15 October 2017 Insurance

Hurricanes and the importance of ERM to ratings

The fact that the recent hurricane losses are unlikely to become a capital event for reinsurers owes much to the industry’s greater sophistication in its use of enterprise risk management, writes Stuart Shipperlee, managing director of Litmus Analysis.

At the time of writing S&P has begun to negatively adjust a few reinsurer rating outlooks due to the impact of expected losses from hurricanes Harvey, Irma and Maria (HIM). There remains a very wide range of possible loss outcomes, and whether HIM (and the rest of 2017) will develop collectively as a major ‘capital event’ for any rated reinsurer is very hard to second-guess at this point.

Most forecasts have industry losses exceeding those of 2005, which was most certainly a capital event for some. But that was a different world for the management of reinsurer capital. Since then a lot of work has been done on reinsurer enterprise risk management (ERM).

ERM quality has also become fundamental to reinsurer ratings.

Of the four main agencies globally active in rating reinsurers, only S&P has made the impact of ERM explicit in individual rating reports, although AM Best is about to start doing so with the launch of its updated rating methodology. But both Fitch and Moody’s also make it clear that they have ERM quality as a fundamental rating factor.

S&P published its initial ERM assessment criteria in 2005 so, like the industry itself, the agency has had more than a decade to develop and refine its approach.

While the 2011 and 2012 cat years provided some evidence of how well reinsurer ERM was working they did not provide the degree of ‘stress’ 2017 will probably deliver.

This matters because ERM is not only fundamental to reinsurer ratings, it has also been a major supporting plank of these through the soft market.

From 2014 the agencies have been trying to rationalise two opposing and pivotal rating factors: inadequate risk-adjusted pricing versus very robust capitalisation. This has led to a range of different, and changing, sector level opinions from the agencies.

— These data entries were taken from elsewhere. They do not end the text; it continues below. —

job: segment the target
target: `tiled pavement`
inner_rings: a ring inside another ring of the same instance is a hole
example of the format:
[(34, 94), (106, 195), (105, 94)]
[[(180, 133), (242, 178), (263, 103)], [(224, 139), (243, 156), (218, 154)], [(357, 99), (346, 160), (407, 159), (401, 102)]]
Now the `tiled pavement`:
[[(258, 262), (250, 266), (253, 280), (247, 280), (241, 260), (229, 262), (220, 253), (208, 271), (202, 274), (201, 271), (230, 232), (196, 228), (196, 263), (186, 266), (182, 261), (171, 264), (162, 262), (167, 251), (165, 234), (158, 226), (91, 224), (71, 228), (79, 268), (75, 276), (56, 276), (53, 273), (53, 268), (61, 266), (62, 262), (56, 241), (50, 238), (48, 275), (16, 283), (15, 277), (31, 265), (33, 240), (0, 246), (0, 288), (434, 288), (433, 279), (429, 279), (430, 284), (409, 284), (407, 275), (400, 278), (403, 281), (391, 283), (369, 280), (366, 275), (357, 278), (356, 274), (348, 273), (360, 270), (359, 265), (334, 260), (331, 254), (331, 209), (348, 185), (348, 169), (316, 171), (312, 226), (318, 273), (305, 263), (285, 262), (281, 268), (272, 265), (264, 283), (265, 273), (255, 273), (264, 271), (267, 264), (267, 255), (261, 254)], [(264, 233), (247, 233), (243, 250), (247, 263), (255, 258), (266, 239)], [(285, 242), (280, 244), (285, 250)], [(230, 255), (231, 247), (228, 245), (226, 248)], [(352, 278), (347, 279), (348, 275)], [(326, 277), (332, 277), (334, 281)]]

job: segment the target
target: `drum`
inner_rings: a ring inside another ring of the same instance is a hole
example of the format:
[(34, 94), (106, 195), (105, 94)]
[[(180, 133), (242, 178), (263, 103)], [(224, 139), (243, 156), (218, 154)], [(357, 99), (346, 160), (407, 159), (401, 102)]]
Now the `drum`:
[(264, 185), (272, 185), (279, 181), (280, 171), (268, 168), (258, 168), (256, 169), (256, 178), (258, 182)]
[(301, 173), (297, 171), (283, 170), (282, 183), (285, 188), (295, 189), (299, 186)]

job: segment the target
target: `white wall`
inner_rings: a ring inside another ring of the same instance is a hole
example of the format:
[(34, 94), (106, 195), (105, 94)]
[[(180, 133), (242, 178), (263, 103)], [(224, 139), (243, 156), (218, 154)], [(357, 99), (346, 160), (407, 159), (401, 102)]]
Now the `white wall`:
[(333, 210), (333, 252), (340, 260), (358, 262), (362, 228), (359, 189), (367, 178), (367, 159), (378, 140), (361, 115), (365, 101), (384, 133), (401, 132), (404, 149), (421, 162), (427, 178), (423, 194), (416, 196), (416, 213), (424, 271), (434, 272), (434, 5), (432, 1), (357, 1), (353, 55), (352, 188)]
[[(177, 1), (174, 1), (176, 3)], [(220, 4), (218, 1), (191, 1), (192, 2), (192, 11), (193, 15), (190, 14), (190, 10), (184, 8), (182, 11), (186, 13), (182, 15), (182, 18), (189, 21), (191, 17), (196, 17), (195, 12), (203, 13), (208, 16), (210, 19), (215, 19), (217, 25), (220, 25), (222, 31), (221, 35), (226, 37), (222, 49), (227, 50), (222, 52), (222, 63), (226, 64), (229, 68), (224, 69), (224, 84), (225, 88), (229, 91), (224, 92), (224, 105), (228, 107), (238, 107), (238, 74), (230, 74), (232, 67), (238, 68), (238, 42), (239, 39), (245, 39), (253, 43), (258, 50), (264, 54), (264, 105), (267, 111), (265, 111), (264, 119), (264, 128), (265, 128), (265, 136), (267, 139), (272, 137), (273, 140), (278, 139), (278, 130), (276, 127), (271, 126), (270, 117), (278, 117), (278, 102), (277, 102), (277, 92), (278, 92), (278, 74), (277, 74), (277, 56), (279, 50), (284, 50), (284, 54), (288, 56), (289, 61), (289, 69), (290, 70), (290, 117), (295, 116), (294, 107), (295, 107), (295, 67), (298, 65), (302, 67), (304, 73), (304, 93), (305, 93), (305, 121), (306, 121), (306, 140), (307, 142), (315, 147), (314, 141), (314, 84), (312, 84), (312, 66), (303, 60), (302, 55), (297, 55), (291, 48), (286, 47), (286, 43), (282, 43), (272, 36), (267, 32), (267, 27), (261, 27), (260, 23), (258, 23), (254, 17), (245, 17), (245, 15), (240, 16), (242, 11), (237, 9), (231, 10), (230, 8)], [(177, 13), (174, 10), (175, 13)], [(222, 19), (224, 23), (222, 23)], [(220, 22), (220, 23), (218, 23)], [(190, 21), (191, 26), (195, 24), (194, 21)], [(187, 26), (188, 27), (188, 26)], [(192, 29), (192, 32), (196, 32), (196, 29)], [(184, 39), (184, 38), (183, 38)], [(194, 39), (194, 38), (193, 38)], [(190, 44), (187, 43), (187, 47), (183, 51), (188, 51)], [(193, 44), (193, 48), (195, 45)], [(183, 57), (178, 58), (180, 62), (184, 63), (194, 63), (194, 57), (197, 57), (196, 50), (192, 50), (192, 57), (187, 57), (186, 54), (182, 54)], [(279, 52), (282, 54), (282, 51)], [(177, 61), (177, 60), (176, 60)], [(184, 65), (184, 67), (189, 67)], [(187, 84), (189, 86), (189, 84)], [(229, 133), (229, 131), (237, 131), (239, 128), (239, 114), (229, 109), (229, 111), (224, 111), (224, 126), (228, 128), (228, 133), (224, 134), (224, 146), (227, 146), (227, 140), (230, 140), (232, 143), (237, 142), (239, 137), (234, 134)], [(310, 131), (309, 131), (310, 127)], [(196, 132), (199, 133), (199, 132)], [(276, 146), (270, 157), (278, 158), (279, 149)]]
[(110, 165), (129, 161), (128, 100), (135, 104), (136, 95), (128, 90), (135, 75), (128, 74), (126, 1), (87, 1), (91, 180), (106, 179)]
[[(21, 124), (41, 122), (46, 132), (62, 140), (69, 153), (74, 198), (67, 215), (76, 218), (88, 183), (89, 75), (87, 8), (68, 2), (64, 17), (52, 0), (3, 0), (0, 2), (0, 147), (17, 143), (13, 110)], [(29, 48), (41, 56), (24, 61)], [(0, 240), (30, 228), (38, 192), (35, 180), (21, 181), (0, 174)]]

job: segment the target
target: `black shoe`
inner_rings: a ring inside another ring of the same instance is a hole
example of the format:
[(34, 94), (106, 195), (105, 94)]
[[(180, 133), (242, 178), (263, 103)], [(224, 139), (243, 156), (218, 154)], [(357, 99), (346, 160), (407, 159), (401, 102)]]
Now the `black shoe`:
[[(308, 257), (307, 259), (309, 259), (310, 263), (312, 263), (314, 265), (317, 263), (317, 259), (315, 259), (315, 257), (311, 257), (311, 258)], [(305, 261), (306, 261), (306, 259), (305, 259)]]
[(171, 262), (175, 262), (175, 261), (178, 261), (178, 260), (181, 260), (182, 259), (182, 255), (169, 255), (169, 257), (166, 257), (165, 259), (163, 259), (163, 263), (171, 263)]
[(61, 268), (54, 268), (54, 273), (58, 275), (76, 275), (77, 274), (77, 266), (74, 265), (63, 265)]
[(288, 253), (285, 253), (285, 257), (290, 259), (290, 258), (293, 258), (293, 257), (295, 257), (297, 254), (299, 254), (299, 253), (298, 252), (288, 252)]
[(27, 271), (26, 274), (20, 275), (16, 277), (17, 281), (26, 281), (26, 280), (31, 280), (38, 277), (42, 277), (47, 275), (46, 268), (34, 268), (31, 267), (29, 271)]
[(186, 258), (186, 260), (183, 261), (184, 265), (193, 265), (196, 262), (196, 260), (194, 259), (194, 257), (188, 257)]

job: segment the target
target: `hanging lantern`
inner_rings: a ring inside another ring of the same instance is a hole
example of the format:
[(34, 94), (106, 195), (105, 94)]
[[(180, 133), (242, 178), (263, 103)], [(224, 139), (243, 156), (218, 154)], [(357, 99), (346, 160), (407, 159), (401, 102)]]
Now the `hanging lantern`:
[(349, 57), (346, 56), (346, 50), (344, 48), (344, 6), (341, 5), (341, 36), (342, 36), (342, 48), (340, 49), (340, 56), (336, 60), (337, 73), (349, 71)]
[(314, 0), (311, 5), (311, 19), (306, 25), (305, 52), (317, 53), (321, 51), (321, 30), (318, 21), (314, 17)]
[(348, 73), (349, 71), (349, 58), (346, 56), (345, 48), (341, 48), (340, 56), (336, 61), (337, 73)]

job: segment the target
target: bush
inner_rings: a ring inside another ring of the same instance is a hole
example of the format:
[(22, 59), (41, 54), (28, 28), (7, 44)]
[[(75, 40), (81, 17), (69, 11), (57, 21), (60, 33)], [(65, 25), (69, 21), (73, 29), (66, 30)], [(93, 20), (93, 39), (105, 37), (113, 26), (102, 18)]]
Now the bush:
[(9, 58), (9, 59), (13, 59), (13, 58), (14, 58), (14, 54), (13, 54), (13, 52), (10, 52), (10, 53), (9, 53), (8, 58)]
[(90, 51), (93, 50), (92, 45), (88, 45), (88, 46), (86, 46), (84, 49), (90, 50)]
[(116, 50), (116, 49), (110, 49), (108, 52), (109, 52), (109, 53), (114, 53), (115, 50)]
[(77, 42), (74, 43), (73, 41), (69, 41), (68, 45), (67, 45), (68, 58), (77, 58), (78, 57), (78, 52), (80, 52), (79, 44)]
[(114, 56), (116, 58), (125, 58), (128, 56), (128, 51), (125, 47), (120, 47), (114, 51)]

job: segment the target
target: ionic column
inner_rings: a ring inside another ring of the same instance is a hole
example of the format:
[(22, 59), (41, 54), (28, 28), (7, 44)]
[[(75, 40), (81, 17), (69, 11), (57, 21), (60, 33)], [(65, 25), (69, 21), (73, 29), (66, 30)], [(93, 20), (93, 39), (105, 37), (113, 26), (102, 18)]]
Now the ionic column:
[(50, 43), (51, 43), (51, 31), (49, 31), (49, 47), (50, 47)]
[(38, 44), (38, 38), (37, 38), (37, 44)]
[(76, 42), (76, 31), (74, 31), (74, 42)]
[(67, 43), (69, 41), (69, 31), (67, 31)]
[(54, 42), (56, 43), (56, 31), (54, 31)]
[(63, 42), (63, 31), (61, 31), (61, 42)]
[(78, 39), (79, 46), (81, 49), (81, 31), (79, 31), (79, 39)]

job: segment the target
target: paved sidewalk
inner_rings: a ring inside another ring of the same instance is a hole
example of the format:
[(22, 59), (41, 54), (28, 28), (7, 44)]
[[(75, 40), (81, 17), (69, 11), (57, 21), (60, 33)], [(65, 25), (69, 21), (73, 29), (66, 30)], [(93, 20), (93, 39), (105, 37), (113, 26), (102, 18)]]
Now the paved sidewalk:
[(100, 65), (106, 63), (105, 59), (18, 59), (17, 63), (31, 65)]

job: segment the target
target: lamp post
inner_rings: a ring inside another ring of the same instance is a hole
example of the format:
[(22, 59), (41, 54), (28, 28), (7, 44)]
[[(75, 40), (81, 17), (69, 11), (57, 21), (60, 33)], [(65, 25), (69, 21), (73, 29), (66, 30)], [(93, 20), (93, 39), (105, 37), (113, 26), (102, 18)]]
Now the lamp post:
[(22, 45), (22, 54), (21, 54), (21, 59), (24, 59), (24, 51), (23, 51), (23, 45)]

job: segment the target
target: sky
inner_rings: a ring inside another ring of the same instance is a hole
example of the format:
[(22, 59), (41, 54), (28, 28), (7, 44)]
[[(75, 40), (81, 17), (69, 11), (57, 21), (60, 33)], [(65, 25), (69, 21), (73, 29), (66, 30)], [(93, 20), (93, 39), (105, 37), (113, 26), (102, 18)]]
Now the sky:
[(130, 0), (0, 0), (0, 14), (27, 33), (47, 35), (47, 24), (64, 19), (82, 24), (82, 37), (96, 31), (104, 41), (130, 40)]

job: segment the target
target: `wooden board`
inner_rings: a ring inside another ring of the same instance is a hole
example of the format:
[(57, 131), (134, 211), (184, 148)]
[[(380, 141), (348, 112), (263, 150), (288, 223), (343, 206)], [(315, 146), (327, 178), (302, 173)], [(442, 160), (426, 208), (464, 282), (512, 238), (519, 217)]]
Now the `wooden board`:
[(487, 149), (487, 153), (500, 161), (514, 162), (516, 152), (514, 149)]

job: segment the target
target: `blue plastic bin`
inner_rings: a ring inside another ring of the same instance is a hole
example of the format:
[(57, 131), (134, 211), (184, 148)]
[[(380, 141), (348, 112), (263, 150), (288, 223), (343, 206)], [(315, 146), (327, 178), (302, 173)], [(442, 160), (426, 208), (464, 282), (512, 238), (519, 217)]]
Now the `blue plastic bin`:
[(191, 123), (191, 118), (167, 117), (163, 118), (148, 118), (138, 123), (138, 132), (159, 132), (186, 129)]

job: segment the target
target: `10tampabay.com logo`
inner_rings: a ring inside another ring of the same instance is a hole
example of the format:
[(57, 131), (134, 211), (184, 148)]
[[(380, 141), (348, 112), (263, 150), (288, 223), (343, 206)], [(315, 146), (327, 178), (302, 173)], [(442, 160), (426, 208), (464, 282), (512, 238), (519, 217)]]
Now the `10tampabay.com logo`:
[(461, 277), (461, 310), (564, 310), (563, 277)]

Normal credit-analytic logic is that future profitability drives future capital adequacy. Since ratings are prospective, the pricing environment has the potential to trump the current capital position—that is why AM Best maintains a negative rating outlook on the sector. Moody’s, however, has just restored its sector outlook to stable from negative. Fitch and S&P both have stable ratings outlooks for the sector while flagging the concern that returns on capital are trending below the cost of capital.

This is all in a context where—pre-HIM—nobody saw pricing getting any better (for ‘sellers’).

Yet, other than the case-specific consequences of M&A, reinsurer ratings have hardly seen downgrades.

A reason underpinning this is perceived ERM quality. For individual reinsurers this has helped provide a floor to the rating agencies’ pricing concerns. These persist of course, but if a reinsurer’s risk appetite and tolerances are well-defined, risk controls and governance look robust and risk modelling is high quality and well tested then that downside concern is mitigated.

Which leads us back to how 2017’s cat events may impact things, even if it is not a full blown ‘capital event’ for a rated reinsurer. If the ERM system is seen to have performed well under this degree of stress then that should reinforce an agency’s faith in it.

Conversely, if key expectations around maximum exposures by return period are not met, this supporting plank of a reinsurer’s rating may come under pressure. Not only might the ERM assessment in isolation be impacted, but positive assessments across the ratings process could be challenged (such as confidence in prospective operating performance and the effectiveness of board oversight).

The challenges of ‘loss assessment’ could add to the complexity of agency communications for reinsurers. A conservative approach to year-end 2017 event reserving will make the headline accident year number and event loss scale versus stated risk tolerances look worse.

It could also weaken apparent risk-adjusted capital by increasing the ‘required capital’ for reserves.

Any rated reinsurer believing it is following an appropriately cautious path with its catastrophe reserving numbers should make very sure it explains that to the rating agencies, for example, by explicitly showing the outcomes ‘with and without’ that additional prudence.